Fu solo quando sentì un “ehi” familiare che comprese la risata di Arden Lane e fu allora che si chiese se i fatti, a volte, non venissero maneggiati dal Destino. Ma fu solo un pensiero vago, perché il suo sguardo si riempì dell’immagine di capelli biondi e occhi grigi.

“Scorpius?” domandò, voltando la testa di scatto verso la voce che l’aveva chiamato.

Scorpius se ne stava a gambe incrociate sullo stesso letto su cui l’aveva trovato una settimana prima e lo guardava con un’aria a metà fra lo stupito ed il felice. Come si sentiva lui.

Percorse la distanza che li separava a grandi falcate, dopo di che si bloccò davanti a lui, le mani ancora in tasca e l’espressione che doveva essere molto buffa, perché Scorpius rise.

“Sei scappato di nuovo di casa?” gli domandò scioccamente.

“No, non stavolta,” rispose l’altro, sollevando le spalle.

“Bene, perché nemmeno io sto facendo una passeggiata,” chiarì Albus, sentendosi impacciato e goffo, ma decidendo che non aveva importanza.

“Ok,” annuì Scorpius, scrutandolo attentamente. “Perché mi devi venticinque falci.”

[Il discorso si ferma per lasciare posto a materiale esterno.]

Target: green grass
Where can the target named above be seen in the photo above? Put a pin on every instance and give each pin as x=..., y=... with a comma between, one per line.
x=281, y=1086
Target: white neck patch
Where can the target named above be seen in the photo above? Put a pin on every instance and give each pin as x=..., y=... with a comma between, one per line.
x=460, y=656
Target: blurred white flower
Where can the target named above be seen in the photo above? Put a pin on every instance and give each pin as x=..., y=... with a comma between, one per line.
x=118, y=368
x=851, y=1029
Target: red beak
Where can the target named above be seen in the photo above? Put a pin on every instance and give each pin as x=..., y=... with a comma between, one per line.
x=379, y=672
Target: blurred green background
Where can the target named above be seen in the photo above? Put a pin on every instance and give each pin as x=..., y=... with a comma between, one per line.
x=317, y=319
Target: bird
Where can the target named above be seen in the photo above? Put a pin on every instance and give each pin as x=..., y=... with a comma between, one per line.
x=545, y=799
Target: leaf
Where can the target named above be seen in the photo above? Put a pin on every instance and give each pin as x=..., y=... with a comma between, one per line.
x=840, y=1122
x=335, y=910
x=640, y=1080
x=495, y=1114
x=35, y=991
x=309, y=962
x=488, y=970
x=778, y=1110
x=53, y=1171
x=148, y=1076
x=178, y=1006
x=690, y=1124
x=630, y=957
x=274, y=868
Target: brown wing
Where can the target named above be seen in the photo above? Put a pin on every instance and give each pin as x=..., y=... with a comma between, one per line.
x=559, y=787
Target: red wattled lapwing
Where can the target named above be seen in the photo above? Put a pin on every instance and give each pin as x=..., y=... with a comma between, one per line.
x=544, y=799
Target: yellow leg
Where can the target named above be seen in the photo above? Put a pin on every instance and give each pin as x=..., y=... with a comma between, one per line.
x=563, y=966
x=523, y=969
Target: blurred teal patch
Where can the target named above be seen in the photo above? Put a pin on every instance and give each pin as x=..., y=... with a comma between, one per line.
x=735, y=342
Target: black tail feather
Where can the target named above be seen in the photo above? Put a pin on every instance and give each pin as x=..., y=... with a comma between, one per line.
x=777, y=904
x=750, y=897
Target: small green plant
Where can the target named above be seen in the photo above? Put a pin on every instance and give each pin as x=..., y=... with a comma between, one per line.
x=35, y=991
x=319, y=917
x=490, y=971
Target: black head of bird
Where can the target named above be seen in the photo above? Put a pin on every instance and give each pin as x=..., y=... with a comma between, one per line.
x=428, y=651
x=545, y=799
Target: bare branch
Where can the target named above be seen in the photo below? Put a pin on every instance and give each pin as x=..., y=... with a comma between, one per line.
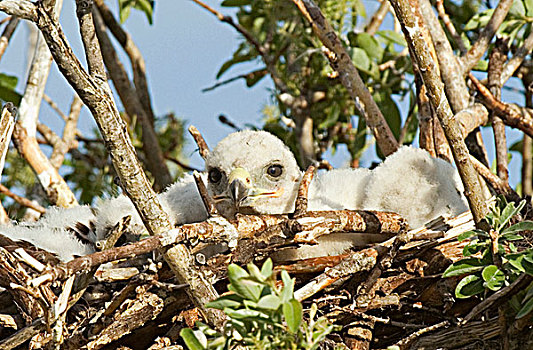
x=437, y=97
x=439, y=4
x=511, y=114
x=154, y=155
x=477, y=50
x=7, y=33
x=341, y=62
x=137, y=61
x=377, y=18
x=497, y=58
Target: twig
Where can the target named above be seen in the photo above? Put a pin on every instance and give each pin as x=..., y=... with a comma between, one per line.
x=341, y=62
x=55, y=107
x=377, y=18
x=449, y=67
x=405, y=342
x=512, y=115
x=477, y=50
x=7, y=33
x=69, y=134
x=497, y=58
x=199, y=139
x=137, y=61
x=206, y=198
x=269, y=62
x=439, y=5
x=155, y=161
x=21, y=200
x=512, y=65
x=305, y=229
x=437, y=97
x=303, y=189
x=7, y=124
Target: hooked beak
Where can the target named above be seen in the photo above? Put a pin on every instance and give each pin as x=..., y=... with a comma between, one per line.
x=241, y=188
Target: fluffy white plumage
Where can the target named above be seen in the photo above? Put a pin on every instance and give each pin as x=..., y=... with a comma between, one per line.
x=255, y=172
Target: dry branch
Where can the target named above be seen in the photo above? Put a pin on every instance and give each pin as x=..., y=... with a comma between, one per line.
x=155, y=161
x=7, y=33
x=340, y=61
x=477, y=50
x=21, y=200
x=511, y=114
x=435, y=87
x=198, y=138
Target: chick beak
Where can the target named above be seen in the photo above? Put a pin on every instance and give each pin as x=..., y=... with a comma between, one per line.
x=239, y=185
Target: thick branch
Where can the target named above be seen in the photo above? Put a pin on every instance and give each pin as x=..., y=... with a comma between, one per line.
x=437, y=97
x=341, y=62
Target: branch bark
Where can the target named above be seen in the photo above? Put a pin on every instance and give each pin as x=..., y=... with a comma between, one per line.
x=341, y=62
x=477, y=50
x=155, y=161
x=7, y=33
x=437, y=97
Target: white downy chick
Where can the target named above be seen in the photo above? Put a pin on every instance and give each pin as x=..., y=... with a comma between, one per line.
x=57, y=232
x=415, y=185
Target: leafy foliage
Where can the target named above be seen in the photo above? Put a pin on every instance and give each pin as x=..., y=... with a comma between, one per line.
x=260, y=315
x=489, y=269
x=146, y=6
x=303, y=71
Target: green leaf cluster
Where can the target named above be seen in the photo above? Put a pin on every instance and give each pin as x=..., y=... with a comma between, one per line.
x=486, y=269
x=303, y=70
x=261, y=314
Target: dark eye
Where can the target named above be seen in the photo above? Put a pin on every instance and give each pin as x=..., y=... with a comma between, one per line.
x=275, y=170
x=214, y=175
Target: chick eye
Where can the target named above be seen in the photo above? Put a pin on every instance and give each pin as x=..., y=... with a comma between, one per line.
x=214, y=175
x=275, y=170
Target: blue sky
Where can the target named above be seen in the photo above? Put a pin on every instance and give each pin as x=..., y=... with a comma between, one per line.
x=183, y=49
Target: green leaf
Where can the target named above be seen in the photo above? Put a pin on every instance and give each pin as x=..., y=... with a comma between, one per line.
x=244, y=313
x=494, y=278
x=229, y=300
x=146, y=6
x=287, y=293
x=463, y=266
x=292, y=311
x=360, y=59
x=371, y=46
x=517, y=9
x=190, y=339
x=529, y=7
x=8, y=84
x=266, y=269
x=469, y=286
x=390, y=110
x=239, y=284
x=471, y=233
x=255, y=272
x=235, y=3
x=519, y=227
x=238, y=57
x=271, y=302
x=392, y=36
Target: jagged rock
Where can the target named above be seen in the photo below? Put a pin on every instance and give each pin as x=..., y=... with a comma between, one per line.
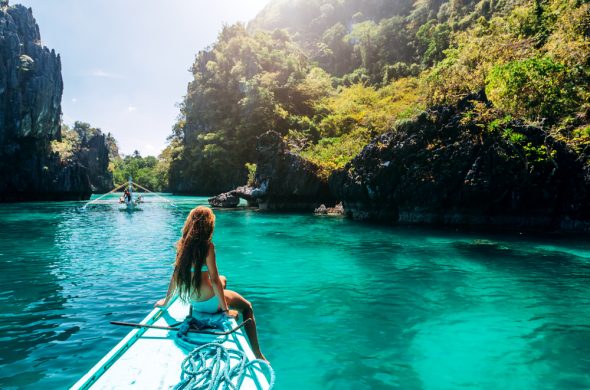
x=225, y=200
x=284, y=180
x=438, y=170
x=30, y=109
x=321, y=210
x=336, y=210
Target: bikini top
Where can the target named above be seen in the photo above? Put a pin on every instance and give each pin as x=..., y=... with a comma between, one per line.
x=203, y=268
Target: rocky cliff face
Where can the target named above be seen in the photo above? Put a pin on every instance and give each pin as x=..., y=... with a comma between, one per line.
x=440, y=169
x=289, y=181
x=30, y=109
x=283, y=180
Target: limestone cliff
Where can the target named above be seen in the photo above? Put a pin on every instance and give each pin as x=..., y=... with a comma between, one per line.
x=30, y=111
x=442, y=169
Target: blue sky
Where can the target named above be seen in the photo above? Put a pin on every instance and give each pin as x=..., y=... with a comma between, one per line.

Potter lo guardò senza capire.

“Allora? Dove andiamo stasera?” chiese Malfoy, ridendo dell’espressione perplessa dell’altro.

“Non lo so…” mormorò Albus, abbozzando un sorriso. “Ma ho cinquanta falci, Arden lo saprà di certo.” Si voltò ed iniziò a scendere gli scalini.

“Bene,” sentì Scorpius dire, ridendo ancora più forte. “Perché in due si va sempre da qualche parte.”



Fine

Note finali:
ed ecco a voi il giudizio *_*

1° classificata: In due si va sempre da qualche parte di Chu


- Grammatica e lessico: 15/15;
- Forma e stile: 10/10;
- Utilizzo dell’oggetto: 05/05
- IC: 10/10;
- Gradimento personale: 10/10
- Bonus velocità: 3/3
Totale: 53/53.

Punteggio pieno. * APPLAUSI *
Sei stata la prima a consegnare e ti sei classificata prima a questo contest, BRAVA!
Ma veniamo al dunque! La tua one-shot è ben scritta, fresca, fluida e senza errori. Il pairing è un classico per quanto riguarda la nuova generazione, ma sei riuscita a non cadere nel banale.
Tra le righe mi pare di capire che Albus sia stato smistato a Grifondoro come il resto della sua famiglia, cosa piuttosto insolita dato che nella maggior parte delle fanfic è un Serpeverde provetto.
Questo non ti ha penalizzata per niente, anzi!
Complimenti anche per l'uso del Nottetempo, un mezzo chiave per la riuscita della tua trama.
Albus Severus/Scorpius è un pairing che AMO e tu sei riuscita a scrivere una storia che mi ha coinvolta davvero tanto!
Ho solo un piccolo appunto da farti e riguarda ciò che hai scritto nelle note dell'autore. Ho già letto storie scritte da te e sei sempre stata molto brava, ma hai davvero sottovalutato questa shot.